そして夏のバカンス、両親と3人で避暑地の北部へ行く予定だ。高校も3月に合格メールが届いているので、思いっきり楽しめる。そう思いながら眠い目を擦りバスを待っていた。そこへ友達のエマが現れ話かけてきた。
「おはよう、リンネ」
「おはよう、エマ」
「リンネはさあ、アーサーと同じ高校に通うでしょう。優秀で羨ましい。私は9月からの高校生活で、あのイケメンの顔が見れないなんて寂しいわ」
「エマはアーサー押しだからね。プロム(卒業パーティー)でパートナーに誘ってみたら」
「そうね。駄目もとで、誘ってみようかな。リンネは誰を誘うの?」
「まだ決めてない」
そう言うと黄色いスクールバスが到着した。2人は扉が開くと乗り込んで、後部座席に座って先程の続きを話始めていた。エマが気合の入った声で言った。

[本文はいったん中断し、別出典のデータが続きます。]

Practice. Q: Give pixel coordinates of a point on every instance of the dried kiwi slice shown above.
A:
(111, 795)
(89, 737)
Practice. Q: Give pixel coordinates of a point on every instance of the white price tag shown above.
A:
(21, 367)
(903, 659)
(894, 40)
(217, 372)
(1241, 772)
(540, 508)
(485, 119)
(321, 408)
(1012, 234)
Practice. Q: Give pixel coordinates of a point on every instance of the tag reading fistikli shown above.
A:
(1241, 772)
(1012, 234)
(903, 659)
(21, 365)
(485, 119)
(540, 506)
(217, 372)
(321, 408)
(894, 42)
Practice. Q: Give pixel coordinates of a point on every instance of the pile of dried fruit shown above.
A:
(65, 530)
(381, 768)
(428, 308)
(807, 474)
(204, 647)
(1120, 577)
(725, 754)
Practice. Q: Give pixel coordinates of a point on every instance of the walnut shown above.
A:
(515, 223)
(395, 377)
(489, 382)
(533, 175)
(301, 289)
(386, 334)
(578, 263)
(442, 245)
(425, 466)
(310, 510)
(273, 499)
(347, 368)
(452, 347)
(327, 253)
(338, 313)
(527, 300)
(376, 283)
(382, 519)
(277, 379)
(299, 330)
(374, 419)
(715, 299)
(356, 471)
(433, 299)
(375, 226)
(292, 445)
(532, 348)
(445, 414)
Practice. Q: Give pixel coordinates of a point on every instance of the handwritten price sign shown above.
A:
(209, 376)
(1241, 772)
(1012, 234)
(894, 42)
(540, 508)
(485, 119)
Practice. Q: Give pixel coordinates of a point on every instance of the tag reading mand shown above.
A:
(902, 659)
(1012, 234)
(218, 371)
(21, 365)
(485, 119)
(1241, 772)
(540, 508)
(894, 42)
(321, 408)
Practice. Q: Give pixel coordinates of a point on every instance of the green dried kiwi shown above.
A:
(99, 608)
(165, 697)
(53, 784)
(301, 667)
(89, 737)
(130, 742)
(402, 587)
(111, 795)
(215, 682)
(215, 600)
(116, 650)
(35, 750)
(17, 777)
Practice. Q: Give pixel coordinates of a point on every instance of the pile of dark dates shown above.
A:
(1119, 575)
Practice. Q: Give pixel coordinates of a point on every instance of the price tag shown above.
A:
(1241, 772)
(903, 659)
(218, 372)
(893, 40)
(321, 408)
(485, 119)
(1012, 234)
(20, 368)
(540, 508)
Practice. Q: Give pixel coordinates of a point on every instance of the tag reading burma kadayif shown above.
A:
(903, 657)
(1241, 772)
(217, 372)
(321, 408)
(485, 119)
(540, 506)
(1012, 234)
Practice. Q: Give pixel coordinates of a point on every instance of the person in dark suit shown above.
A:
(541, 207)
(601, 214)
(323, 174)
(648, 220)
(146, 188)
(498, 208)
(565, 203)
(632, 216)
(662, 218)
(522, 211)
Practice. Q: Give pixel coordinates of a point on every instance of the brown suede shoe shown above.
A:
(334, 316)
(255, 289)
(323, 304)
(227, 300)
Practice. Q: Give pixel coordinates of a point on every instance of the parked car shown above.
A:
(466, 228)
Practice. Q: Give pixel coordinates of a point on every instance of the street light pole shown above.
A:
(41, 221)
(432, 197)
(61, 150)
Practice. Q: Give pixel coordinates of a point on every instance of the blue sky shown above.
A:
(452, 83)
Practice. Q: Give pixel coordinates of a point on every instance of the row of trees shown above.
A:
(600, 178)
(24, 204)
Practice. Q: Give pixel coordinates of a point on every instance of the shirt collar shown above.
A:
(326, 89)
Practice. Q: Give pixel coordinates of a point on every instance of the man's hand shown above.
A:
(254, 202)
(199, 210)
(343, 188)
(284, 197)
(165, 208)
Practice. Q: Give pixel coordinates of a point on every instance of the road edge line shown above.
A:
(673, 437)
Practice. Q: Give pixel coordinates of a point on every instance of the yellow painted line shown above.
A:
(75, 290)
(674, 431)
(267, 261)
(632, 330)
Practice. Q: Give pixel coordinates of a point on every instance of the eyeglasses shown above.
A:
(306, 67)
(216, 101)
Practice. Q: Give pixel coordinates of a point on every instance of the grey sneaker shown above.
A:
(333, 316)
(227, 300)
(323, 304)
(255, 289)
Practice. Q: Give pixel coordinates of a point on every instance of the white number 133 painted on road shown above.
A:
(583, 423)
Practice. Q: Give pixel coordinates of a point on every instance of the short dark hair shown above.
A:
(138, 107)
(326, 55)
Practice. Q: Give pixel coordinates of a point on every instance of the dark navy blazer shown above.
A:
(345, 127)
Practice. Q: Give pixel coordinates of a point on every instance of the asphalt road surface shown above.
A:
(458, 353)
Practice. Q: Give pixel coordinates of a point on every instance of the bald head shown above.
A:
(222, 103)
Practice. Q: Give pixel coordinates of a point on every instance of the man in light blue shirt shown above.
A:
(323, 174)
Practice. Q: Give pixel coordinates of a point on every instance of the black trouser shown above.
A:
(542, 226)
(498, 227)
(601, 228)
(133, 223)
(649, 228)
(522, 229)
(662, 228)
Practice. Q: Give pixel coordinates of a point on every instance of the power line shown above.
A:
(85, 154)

「あのさあ、アーサーは後ろの席に座るでしょ。善は急げでさ、プラム誘ちゃうわ」
「え、ここで。皆の前で勇気あるわエマ」
「何言ってるの。噂では誘った女子は全敗よ。振られたって恥ずかしくないわ」
「男前の発想ね」
「リンネはいいの。私がアーサーを誘って、上手くいったらどうする?」
「え、どうもしないよ」
「余裕ね。やっぱ、モテる子は違うわ」
「モテないわよ。だって誘われたこと無いもの」
「それは高根の花過ぎて、声がかけづらいのよ。もっと隙見せなさい」
「何よ。隙って?」
「もし、お目当ての子がいたら目を合わすのよ。リンネだったらイチコロよ」
「無い無い。そんなこと」
「こんなに美人よ。あんたが思うより男子はリンネに夢中よ」
「やめて。それ友達だから良く見えてるの」
「そうかな。今だって男子の視線感じるんだけど」
「冗談ばっかり」
そう話しているうちに次のスクールバスのバス停で止まった。そこへアーサーが乗り込んできた。周りにいる女子達がアーサーに釘付けだ。
アーサーはいつも座る後方の座席に座った。いつもの席は必ず空いている。暗黙の了解でアーサーのために女子が確保している。アーサーのファンはエマだけでなく大多数いるからだ。
アーサーは座席に座ると誰かを探しているように周りを見まわしていた。後ろの席からエマが声をかけた。
「アーサー」
「何?」
後ろの席のエマに声をかけられて振り向いた。するとリンネがいた。自然とリンネの顔に視線を移した。
「ちょっと、私が呼んだんだけど」
「あ、そう」
「アーサー、プラムのことなんだけど。パートナーになって」
「ごめん。決めた人がいるんだ」
「やっぱりね」
思う程、エマはがっかりしていなかった。
アーサーは横にいるリンネを見た。リンネは目が合ったが、すぐに逸らした。あまりジロジロ見ていては2人に悪いと思ったからだ。でもアーサーはリンネから目を離さない。そしてリンネに言った。
「僕とプラムのパートナーになって下さい。」
「えっ!」
バスに乗っている全員がアーサーとリンネに注目した。